Published in final edited form as: Cancer Discov. 2019 Apr 23;9(6):722–737. doi: 10.1158/2159-8290.CD-18-1218

Figure 1. Efficacy of PARP inhibition depends on recruitment of CD8+ T cells.

Figure 1.

(A) Tumor chunks from the BRCA GEMM were transplanted in syngeneic FVB/129P mice (8–10/group), which were treated with vehicle or olaparib along with an isotype (iso) control or an anti-CD8 antibody. Median survivals are shown in parentheses. Tumors were also transplanted in SCID mice (5–6/group) and treated with vehicle or olaparib. Statistical analysis was performed using the Log-rank (Mantel-Cox) test. (B-C) Vehicle (VEH) and olaparib (OLA)-treated tumors were harvested 5 days post-treatment, fixed and subjected to immunohistochemical analysis for CD3, CD8 and granzyme B expression.
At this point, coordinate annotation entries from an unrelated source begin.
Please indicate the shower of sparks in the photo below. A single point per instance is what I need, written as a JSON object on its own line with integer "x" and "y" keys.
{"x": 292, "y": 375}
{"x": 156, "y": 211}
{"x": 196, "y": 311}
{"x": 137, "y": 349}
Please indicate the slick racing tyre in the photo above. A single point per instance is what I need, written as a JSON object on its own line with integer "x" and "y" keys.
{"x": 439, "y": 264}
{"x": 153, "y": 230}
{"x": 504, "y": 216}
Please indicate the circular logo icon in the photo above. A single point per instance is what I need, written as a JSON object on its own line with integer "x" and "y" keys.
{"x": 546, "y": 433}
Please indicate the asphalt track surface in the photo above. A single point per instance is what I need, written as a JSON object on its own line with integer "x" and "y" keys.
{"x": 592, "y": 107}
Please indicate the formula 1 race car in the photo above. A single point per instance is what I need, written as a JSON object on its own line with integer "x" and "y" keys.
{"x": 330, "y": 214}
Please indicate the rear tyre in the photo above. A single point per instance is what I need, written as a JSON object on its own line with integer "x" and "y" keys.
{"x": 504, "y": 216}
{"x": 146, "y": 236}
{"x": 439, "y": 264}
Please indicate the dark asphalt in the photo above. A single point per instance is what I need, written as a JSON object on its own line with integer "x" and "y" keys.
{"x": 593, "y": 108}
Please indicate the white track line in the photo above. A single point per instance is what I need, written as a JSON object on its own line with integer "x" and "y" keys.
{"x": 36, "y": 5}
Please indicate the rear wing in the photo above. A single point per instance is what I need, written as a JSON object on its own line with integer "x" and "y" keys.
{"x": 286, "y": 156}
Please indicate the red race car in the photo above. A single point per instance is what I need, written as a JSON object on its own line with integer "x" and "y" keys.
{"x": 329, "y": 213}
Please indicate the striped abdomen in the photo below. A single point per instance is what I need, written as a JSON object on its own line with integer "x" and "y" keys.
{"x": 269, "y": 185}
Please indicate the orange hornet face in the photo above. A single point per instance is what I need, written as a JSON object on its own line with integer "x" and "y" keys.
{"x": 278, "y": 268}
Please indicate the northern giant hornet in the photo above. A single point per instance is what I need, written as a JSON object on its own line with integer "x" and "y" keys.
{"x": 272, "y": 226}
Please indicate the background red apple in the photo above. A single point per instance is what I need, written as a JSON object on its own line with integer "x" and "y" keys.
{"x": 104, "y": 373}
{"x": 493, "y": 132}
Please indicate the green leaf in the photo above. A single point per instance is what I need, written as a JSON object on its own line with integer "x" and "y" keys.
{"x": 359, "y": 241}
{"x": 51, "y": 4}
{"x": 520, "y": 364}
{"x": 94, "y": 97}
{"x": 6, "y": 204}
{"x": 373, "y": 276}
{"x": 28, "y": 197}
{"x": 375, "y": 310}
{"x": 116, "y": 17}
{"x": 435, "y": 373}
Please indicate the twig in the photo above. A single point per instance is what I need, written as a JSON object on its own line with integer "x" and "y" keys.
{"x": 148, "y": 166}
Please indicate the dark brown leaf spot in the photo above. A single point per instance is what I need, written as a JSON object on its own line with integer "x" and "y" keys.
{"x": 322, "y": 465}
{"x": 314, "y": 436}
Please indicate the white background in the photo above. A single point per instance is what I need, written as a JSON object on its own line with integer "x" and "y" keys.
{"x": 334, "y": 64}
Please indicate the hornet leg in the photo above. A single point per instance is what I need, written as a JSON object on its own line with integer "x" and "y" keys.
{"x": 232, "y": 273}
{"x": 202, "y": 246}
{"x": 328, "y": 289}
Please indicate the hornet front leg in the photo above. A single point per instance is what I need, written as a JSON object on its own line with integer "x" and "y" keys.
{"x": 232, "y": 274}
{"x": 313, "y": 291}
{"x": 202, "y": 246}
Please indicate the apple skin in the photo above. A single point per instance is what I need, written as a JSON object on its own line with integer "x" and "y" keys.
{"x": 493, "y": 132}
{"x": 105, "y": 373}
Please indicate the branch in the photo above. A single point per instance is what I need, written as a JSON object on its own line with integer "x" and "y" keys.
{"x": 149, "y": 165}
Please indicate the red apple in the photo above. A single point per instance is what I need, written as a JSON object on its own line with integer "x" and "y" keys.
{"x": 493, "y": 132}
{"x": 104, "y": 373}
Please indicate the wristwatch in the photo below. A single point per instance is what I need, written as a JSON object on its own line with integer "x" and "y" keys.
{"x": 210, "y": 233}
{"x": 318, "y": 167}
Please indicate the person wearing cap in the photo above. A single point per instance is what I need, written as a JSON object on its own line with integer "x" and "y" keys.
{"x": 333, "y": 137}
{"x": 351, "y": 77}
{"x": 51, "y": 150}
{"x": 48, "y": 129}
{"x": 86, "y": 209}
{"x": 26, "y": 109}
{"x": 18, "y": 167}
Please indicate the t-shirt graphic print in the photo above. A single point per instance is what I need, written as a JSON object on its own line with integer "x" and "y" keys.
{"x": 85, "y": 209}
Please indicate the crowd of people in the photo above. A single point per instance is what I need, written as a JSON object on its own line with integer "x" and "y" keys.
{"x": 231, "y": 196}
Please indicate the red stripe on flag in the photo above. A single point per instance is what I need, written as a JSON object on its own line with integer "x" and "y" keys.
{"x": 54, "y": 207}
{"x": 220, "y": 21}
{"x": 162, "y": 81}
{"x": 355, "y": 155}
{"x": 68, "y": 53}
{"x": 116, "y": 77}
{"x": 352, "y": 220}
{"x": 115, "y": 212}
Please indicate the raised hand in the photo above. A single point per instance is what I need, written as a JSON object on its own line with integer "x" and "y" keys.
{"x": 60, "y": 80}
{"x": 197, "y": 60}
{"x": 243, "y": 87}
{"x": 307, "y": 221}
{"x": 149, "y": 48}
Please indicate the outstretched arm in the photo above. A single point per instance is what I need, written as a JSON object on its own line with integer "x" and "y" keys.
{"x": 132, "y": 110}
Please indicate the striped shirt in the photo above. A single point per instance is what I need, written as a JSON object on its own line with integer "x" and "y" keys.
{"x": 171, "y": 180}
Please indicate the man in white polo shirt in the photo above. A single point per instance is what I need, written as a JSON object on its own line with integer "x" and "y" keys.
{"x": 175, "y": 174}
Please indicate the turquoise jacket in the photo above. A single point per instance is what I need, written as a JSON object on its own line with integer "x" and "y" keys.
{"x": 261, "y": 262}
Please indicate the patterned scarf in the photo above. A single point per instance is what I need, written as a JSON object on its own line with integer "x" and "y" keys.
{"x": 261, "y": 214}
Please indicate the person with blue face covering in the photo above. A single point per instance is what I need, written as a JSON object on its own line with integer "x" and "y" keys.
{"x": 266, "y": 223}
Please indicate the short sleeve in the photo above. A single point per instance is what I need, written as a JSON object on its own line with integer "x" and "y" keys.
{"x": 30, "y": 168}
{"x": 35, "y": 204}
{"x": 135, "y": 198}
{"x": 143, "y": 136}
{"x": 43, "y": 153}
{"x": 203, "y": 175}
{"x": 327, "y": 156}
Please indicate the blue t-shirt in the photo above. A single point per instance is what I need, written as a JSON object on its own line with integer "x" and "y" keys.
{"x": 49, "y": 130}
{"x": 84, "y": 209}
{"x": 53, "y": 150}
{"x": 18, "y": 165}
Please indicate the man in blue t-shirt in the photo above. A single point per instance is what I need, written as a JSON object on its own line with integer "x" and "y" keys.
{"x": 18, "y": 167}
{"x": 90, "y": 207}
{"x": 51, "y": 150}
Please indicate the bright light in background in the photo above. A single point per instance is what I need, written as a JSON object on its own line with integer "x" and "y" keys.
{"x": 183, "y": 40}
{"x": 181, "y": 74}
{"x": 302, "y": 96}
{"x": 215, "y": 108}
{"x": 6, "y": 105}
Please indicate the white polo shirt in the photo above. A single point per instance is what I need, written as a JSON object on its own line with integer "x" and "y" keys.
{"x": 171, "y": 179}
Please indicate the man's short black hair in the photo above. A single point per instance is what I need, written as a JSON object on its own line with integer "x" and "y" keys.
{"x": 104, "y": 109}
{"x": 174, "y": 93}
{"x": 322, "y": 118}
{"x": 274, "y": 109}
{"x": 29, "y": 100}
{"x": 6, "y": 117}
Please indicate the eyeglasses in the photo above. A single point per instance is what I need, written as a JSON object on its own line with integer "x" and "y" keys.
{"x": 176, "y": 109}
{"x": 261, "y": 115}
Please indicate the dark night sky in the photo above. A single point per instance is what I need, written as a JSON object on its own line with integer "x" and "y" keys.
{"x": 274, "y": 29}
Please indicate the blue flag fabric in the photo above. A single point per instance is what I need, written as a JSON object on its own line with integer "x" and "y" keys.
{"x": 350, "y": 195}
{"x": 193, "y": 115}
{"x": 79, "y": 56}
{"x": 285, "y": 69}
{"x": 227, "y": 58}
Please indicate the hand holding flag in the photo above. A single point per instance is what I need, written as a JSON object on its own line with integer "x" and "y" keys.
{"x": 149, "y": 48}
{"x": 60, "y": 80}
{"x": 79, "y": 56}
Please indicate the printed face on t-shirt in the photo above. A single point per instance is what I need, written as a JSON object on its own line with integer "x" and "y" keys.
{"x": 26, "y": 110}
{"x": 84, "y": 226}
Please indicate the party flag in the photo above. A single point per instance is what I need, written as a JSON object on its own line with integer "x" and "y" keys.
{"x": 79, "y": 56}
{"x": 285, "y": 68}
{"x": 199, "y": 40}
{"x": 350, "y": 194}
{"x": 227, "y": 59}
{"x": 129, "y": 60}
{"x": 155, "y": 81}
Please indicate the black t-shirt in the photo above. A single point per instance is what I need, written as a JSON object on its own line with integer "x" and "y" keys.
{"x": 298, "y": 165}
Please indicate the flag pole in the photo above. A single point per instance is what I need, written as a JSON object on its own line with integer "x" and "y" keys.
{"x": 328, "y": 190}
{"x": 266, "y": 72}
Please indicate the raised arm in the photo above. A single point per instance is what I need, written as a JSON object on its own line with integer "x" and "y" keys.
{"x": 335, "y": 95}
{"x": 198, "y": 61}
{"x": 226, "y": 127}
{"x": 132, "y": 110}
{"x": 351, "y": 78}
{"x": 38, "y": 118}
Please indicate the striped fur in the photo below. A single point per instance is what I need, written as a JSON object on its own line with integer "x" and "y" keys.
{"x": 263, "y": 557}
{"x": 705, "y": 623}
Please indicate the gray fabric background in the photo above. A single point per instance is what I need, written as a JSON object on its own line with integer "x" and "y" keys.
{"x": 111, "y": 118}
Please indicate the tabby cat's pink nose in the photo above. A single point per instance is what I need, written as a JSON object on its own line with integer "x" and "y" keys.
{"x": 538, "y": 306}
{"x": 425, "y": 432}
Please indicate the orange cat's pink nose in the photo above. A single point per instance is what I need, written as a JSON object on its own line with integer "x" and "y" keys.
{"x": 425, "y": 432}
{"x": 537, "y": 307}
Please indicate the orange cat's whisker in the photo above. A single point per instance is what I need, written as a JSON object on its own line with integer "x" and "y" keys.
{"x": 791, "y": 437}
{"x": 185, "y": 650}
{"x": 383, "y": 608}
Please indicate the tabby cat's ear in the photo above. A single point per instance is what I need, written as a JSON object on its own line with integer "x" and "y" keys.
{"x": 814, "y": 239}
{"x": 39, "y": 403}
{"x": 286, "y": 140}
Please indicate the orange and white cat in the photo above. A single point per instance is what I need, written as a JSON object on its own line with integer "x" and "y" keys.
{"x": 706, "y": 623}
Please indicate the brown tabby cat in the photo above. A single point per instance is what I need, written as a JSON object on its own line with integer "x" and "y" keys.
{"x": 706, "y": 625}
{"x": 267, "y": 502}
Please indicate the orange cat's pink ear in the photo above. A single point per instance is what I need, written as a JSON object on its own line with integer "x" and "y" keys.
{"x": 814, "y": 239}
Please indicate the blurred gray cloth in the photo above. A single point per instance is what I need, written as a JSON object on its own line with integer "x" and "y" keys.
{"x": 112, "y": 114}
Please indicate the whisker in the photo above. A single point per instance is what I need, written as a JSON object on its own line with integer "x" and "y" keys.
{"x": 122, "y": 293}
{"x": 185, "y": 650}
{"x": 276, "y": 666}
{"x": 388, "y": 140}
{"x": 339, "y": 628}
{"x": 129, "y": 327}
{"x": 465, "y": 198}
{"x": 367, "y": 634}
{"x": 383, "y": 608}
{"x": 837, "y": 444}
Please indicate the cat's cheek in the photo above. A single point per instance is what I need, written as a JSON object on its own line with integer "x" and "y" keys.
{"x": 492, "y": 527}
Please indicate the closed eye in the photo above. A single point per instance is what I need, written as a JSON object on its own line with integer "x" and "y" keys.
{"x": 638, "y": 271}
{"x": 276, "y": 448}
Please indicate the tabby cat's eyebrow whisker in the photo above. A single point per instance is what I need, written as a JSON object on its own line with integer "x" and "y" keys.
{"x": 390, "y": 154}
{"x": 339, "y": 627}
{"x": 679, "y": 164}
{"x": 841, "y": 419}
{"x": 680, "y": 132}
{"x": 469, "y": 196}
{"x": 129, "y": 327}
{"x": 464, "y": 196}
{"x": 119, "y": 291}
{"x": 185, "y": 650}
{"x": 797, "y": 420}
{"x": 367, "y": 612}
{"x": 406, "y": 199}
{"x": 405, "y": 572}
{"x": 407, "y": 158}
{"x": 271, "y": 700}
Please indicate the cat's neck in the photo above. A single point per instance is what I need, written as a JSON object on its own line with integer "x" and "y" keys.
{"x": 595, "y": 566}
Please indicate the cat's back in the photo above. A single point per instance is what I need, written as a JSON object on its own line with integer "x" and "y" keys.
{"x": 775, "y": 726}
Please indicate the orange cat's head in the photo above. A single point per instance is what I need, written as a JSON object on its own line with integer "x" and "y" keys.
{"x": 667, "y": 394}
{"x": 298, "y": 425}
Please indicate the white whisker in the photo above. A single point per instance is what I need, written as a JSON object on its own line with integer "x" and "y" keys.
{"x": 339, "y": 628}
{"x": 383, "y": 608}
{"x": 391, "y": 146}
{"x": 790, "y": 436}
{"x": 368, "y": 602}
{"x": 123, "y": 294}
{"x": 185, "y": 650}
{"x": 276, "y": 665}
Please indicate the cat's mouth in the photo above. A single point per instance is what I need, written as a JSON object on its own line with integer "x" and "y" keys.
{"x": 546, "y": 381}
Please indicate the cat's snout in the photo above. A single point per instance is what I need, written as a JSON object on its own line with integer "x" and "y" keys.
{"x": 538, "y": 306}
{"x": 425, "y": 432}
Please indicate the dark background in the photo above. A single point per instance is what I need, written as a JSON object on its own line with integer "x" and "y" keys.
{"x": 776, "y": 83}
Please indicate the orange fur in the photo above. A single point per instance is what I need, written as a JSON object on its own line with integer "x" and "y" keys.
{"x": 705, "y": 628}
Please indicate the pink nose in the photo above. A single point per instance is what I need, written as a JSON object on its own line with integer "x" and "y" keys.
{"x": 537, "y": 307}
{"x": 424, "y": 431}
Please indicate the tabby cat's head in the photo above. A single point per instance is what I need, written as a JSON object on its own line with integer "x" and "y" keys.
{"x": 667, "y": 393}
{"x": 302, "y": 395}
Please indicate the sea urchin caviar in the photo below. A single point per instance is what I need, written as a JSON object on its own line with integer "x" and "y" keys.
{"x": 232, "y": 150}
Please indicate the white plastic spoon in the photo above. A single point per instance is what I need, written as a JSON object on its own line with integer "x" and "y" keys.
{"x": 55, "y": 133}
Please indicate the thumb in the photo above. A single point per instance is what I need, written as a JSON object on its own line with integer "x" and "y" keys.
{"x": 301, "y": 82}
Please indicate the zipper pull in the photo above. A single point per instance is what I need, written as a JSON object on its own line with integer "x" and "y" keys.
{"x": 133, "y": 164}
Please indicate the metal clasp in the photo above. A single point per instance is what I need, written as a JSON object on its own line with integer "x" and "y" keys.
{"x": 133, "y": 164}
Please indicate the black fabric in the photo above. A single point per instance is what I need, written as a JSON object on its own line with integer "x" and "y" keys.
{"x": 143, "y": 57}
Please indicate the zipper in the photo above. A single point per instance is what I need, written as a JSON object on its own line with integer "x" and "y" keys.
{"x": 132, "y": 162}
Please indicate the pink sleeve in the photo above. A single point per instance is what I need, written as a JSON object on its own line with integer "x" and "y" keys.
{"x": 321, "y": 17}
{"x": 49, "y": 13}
Staining was quantified using Aperio algorithms. Error bars represent standard deviation (SD). Statistical analyses were performed using unpaired t-tests or unpaired t-tests with Welch’s correction if variances were significantly different. Representative images are shown at 20X magnification. Scale Bar, 200 μm. (D-E) Tumors from vehicle or olaparib-treated mice (n=9) were harvested 5 days post-treatment and analyzed by flow cytometry. Scatter plots show significant increases in CD45+, CD3+, CD8+ and granzyme B+ cells in olaparib-treated animals. Pie charts show the proportions of different cell types (as % of total live events) in the tumor microenvironment. Error bars represent SD. Statistical analyses were performed using unpaired t-tests or unpaired t-tests with Welch’s correction. (F) Immunoblotting for BRCA1 expression in KB1P-G3 and KB1P-G3+BRCA1 cells. (G) KB1P-G3 and KB1P-G3+BRCA1 tumors from 5 vehicle- or olaparib-treated mice were harvested 5 days post-treatment and analyzed by flow cytometry. Scatter plots show % CD3+, CD8+ and granzyme B+ cells. Error bars represent SD. Statistical analyses were performed using two-way ANOVA with Sidak’s post-hoc test.